Right now, it’s currently not possible to insert models into your game by script without them being in your’s or Roblox’s inventory. This makes it impossible to create a flexible custom maps feature without the extreme effort of taking into your inventory every single map people would like to insert.
I believe this is a very necessary change to this function:
Allow insertion of any model that is in your’s or Roblox’s inventory, and also any asset that allows copying, aka. is a free model/asset.
The last part currently does not exist, and makes a ton of things completely impossible or just too laborious to consider. I believe that the security risks of this are not nearly enough to warrant enforcing this security on Models too. For other assets, I can understand. But models/decals, at the very least, those are the core of Roblox, and the fact they cannot be inserted via. script without you or Roblox owning them is extremely limiting.
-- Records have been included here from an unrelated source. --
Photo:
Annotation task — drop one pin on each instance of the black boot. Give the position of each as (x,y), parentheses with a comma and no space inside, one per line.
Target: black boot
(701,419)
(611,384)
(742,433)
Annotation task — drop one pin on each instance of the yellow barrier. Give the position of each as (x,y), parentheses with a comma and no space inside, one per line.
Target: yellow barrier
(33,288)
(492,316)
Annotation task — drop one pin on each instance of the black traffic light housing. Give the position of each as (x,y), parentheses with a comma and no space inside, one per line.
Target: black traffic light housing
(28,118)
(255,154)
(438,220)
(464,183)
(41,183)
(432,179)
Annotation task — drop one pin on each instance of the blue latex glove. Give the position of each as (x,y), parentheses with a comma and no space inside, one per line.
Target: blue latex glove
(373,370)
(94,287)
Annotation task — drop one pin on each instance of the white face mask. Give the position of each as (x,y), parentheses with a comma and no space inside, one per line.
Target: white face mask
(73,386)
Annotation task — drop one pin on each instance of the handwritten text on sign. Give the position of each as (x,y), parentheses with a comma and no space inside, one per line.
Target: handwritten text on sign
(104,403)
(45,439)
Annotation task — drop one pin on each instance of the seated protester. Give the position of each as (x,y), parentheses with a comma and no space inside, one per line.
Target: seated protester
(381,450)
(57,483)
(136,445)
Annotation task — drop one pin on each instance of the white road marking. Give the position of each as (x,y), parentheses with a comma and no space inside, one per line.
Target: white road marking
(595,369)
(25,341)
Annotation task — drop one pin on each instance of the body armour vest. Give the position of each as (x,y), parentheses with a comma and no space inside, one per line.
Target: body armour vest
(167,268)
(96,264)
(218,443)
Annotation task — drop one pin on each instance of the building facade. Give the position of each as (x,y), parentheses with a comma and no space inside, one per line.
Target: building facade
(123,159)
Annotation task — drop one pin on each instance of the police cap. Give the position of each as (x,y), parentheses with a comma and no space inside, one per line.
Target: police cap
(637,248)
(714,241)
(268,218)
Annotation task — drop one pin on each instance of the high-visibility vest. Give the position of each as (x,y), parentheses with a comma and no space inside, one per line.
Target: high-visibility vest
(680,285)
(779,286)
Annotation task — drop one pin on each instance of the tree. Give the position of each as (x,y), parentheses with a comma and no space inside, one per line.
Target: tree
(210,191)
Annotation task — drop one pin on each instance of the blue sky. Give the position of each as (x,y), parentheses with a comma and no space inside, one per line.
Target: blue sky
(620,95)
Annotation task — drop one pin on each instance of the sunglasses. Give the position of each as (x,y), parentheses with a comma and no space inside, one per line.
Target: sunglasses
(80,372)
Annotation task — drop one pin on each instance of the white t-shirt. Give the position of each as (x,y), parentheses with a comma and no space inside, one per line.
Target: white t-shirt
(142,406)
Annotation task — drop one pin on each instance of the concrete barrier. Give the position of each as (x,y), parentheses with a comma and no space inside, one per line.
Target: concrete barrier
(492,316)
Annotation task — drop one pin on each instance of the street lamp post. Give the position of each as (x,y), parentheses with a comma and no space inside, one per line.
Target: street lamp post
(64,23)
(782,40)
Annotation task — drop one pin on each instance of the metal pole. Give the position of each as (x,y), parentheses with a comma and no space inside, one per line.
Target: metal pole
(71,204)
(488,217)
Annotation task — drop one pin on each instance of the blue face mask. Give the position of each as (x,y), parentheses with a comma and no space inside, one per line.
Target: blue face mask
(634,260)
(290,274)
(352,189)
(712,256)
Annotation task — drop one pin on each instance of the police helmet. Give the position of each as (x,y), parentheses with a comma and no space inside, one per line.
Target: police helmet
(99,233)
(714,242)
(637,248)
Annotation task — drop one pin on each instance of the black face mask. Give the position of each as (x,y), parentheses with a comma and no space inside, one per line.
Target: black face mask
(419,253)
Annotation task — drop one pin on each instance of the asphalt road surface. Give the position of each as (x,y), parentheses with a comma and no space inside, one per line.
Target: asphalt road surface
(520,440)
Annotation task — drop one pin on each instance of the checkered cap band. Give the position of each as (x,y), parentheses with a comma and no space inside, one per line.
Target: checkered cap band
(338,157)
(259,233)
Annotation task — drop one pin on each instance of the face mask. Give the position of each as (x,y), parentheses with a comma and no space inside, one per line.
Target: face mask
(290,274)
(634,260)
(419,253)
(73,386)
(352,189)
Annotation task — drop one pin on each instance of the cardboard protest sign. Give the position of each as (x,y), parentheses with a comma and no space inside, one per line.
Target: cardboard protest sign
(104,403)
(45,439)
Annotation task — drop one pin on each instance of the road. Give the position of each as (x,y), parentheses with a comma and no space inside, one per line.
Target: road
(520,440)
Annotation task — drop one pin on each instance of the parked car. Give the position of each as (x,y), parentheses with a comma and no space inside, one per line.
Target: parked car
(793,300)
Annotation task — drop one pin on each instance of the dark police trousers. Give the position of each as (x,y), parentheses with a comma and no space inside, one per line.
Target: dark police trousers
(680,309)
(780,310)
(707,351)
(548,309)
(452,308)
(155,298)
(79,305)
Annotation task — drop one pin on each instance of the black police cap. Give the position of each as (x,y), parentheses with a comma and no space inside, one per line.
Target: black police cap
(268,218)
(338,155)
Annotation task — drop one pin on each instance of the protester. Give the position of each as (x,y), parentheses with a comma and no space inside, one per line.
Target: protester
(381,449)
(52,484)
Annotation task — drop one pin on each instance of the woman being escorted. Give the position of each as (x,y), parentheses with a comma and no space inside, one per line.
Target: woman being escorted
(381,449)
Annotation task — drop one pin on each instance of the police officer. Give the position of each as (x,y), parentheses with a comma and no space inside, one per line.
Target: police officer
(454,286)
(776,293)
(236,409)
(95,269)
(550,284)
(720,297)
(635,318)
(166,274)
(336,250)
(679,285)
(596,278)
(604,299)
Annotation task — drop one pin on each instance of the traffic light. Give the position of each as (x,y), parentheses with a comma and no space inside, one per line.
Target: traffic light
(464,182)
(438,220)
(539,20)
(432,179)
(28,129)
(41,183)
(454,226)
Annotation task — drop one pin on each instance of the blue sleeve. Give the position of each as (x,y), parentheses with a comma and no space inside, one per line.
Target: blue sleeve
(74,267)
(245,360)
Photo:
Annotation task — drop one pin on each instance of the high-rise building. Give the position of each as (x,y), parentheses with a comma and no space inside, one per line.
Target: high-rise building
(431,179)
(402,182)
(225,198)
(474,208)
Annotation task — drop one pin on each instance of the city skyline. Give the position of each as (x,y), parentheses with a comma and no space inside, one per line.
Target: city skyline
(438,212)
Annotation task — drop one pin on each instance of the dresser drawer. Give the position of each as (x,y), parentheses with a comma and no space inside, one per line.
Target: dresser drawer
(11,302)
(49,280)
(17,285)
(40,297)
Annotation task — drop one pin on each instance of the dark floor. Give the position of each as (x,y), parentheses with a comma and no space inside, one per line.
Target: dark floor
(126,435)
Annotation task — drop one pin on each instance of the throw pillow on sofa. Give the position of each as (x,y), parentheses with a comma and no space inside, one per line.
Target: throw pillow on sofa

I really really hope this gets changed, because it frustrates me, and likely many others. In the meantime, I’m looking to find another way to do this, no matter how hacky.
I remember when this used to be a feature, but got changed to it’s current functionality. I believe that the change was for safety and security reasons. It wasn’t much of a problem at the time, and I haven’t seen other devs be concerned by this. Could you explain your particular use-case?
I own a game called Parkour, and it has a unique movement system that I decided would be fantastic for players to create their own maps and obstacle courses for.
My current use case in theory allows a player to create a map following formatting guidelines, publish it to Roblox allowing copying, and using an in-game command they can load their map into their private server for them or their friends to play on.
With how LoadAsset currently works, this simply isn’t possible. I easily avoid any potential vulnerabilities by combing through the asset using GetDescendants, destroying any potentially harmful objects such as scripts.
This is not the worst solution, but I’m currently just using the “take every model into my inventory” method. It’s working fine for now, but it’s definitely not something I want to do forever.
This is an intentional product feature. We do not want to encourage developers to have dynamic third party dependencies in their games. This would mean their game is subject to breakage at any time.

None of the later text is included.